Unreal Vive Performance Testing
Here is what I found:
1. Turning off casting shadows has a huge impact on performance.
2. Objects with 2 textures and few triangles (12) hurt performance more than objects with 1 texture and more triangles (156). I'm glad I learned that now. Multi-texture objects are out!
3. Distance without LOD has no effect on performance. To be expected but good to know.
4. Scale has no impact on performance
5. Static vs moveable has no impact
6. Turning on the tick for an object has no impact
7. scaling/rotating/moving an object has a HUGE impact on performance. Very very bad.
8. A material with color versus an image has no impact on performance. This was surprising to me.
9. Executing code each tick without affecting the object had no impact on performance.
10. The sky box had no impact on performance.
With no shadow casting, 1 texture UV mapped on the object and no movement, I was able to put 19x19x19 (6859) objects on the screen without a stutter.
This was a huge increase from before.
Now... I can't just be adding objects without shadow casting but I will try to avoid it when at all possible.
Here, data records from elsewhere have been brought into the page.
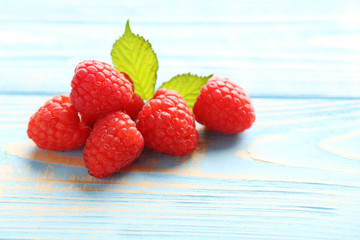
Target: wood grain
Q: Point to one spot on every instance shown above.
(294, 175)
(265, 188)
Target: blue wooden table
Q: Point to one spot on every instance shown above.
(294, 175)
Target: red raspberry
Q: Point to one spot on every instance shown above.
(98, 88)
(167, 124)
(224, 107)
(134, 107)
(56, 126)
(113, 144)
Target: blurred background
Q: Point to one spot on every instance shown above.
(278, 48)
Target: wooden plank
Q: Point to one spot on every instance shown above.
(294, 175)
(271, 48)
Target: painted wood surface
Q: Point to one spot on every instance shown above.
(294, 175)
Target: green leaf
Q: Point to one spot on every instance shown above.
(187, 85)
(133, 55)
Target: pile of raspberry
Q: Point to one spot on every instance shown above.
(103, 113)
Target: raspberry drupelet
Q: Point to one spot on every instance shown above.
(57, 126)
(224, 106)
(98, 88)
(167, 124)
(113, 144)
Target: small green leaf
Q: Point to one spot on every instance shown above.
(187, 85)
(133, 55)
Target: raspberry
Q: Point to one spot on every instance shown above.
(224, 107)
(113, 144)
(98, 88)
(167, 124)
(56, 126)
(134, 107)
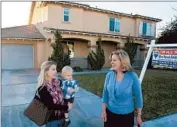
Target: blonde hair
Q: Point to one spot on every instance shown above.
(67, 69)
(45, 66)
(124, 59)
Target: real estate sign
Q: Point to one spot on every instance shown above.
(164, 58)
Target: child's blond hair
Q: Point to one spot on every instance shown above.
(67, 69)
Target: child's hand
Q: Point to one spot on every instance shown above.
(71, 90)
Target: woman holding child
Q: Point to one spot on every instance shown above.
(56, 94)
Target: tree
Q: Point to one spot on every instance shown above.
(59, 54)
(96, 60)
(169, 33)
(131, 48)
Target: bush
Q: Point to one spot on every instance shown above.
(77, 69)
(96, 60)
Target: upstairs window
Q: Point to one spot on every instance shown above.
(114, 25)
(66, 12)
(146, 29)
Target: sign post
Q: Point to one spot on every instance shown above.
(151, 46)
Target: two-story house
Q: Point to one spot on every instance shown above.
(80, 26)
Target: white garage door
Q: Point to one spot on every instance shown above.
(17, 56)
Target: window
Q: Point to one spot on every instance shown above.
(114, 25)
(66, 14)
(147, 29)
(70, 45)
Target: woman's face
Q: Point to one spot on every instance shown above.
(51, 73)
(115, 62)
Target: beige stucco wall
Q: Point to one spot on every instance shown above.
(80, 49)
(55, 17)
(108, 48)
(38, 47)
(40, 14)
(84, 20)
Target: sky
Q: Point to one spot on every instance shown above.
(163, 10)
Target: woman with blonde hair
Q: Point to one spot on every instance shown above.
(50, 93)
(120, 88)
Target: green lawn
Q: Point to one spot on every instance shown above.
(159, 91)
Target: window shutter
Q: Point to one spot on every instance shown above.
(141, 28)
(148, 29)
(153, 30)
(117, 25)
(111, 24)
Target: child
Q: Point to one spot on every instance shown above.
(69, 87)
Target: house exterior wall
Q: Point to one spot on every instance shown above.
(38, 47)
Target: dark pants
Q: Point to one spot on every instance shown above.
(55, 123)
(116, 120)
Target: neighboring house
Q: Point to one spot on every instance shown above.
(80, 25)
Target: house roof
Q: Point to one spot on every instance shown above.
(64, 31)
(22, 32)
(88, 7)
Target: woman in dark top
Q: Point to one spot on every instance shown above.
(49, 92)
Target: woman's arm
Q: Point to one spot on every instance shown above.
(137, 92)
(47, 99)
(105, 93)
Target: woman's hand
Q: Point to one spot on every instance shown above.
(138, 120)
(104, 116)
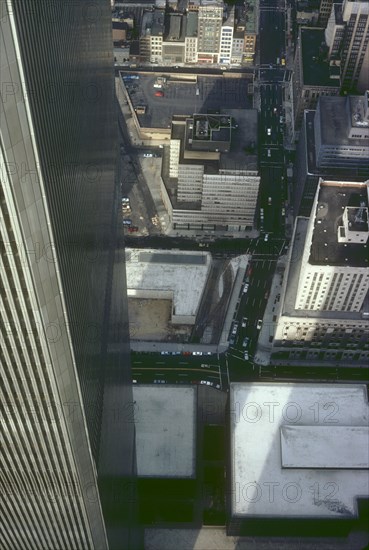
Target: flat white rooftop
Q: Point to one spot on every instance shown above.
(165, 420)
(298, 450)
(183, 273)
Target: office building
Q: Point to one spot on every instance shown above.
(210, 17)
(210, 182)
(226, 39)
(173, 47)
(298, 459)
(191, 37)
(324, 313)
(347, 36)
(325, 9)
(151, 36)
(67, 463)
(334, 142)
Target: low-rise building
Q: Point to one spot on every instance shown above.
(313, 76)
(324, 314)
(191, 37)
(211, 183)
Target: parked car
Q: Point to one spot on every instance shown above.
(245, 342)
(234, 328)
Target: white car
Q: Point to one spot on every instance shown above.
(245, 342)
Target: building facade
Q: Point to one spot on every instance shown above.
(210, 18)
(347, 36)
(65, 462)
(324, 314)
(204, 190)
(313, 76)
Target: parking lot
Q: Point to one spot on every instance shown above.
(150, 320)
(186, 98)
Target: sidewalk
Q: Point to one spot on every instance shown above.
(233, 303)
(265, 341)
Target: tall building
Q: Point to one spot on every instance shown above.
(313, 76)
(325, 9)
(334, 141)
(68, 458)
(210, 182)
(210, 19)
(347, 36)
(324, 312)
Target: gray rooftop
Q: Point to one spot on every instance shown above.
(272, 423)
(336, 117)
(165, 421)
(332, 200)
(315, 67)
(173, 27)
(351, 172)
(191, 27)
(316, 317)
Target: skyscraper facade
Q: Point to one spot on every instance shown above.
(68, 433)
(347, 36)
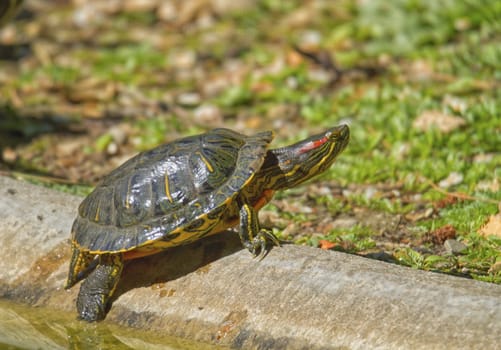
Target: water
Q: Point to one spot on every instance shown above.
(24, 327)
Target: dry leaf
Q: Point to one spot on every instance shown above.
(436, 119)
(492, 227)
(325, 244)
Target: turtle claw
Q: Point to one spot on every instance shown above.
(260, 243)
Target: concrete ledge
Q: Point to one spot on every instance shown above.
(215, 292)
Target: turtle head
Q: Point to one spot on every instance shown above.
(312, 156)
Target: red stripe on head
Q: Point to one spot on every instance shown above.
(313, 145)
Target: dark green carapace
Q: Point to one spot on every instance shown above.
(180, 192)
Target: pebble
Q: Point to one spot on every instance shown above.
(189, 99)
(454, 247)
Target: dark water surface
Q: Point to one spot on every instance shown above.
(25, 327)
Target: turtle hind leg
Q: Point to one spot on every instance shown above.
(96, 290)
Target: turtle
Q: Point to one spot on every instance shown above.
(180, 192)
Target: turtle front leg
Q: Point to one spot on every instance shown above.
(97, 289)
(253, 237)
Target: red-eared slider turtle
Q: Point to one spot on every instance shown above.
(180, 192)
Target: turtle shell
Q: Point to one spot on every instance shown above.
(170, 195)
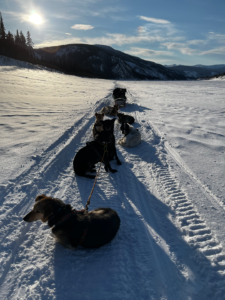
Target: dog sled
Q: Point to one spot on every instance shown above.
(119, 96)
(120, 102)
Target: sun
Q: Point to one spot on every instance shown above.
(36, 19)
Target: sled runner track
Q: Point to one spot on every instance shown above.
(194, 229)
(38, 177)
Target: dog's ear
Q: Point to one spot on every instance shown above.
(48, 211)
(40, 197)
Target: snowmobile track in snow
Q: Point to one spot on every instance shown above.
(151, 203)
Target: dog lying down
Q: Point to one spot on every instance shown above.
(98, 127)
(86, 158)
(132, 137)
(72, 228)
(125, 118)
(110, 110)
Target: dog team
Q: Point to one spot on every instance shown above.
(99, 226)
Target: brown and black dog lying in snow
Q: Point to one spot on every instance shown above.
(110, 110)
(86, 158)
(71, 228)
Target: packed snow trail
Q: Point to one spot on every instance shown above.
(167, 246)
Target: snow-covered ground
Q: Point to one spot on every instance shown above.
(168, 192)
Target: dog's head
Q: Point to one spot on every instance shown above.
(99, 117)
(108, 125)
(120, 117)
(116, 107)
(43, 208)
(125, 128)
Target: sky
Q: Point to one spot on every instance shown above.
(186, 32)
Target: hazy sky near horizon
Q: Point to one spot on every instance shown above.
(186, 32)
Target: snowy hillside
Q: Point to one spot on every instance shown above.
(106, 62)
(198, 71)
(169, 191)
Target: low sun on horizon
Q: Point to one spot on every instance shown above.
(36, 19)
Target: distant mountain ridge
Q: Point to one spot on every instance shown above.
(105, 62)
(198, 71)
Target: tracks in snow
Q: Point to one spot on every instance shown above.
(148, 251)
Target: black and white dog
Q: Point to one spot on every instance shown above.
(132, 137)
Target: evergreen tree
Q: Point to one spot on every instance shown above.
(10, 38)
(29, 43)
(2, 28)
(22, 39)
(17, 38)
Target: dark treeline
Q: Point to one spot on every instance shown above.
(20, 47)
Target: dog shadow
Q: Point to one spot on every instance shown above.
(113, 269)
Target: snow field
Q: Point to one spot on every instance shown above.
(171, 241)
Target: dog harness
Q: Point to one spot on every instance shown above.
(66, 217)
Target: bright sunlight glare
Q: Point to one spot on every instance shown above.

I also did testing of what felt visibly acceptable for the number of generated landscape regions/squares. I found that 10x10 felt very reasonable. I will allow players to customize that area so we'll see what works as things progress.
This scene was produced from my automatic object generation blueprint. I just tweaked the scale and only allowed one vertical row of objects to be created.
Next steps:
1. convert the code to pure c++
2. start adding shadow casting objects
3. look into using landscape mesh grouping to allow more of the same object on the screen at one time.
Update:
Since everything in my game will be built on the fly, I needed to figure out where exactly that should happen. I had a false start by creating a blueprint function and hooked it into my level start. That works but it isn't the correct spot for it. The correct place appears to be "Game Mode". I create a custom game mode, tell the world to use it and this acts as the "overseer" to landscape, item and player spawning/destruction.
Here is the documentation for how the Unreal Engine works. I hate spending all my time reading but this is pretty important stuff:
https://docs.unrealengine.com/latest/INT/Gameplay/Framework/index.html
Update:
Since everything in my game will be built on the fly, I needed to figure out where exactly that should happen. I had a false start by creating a blueprint function and hooked it into my level start. That works but it isn't the correct spot for it. The correct place appears to be "Game Mode". I create a custom game mode, tell the world to use it and this acts as the "overseer" to landscape, item and player spawning/destruction.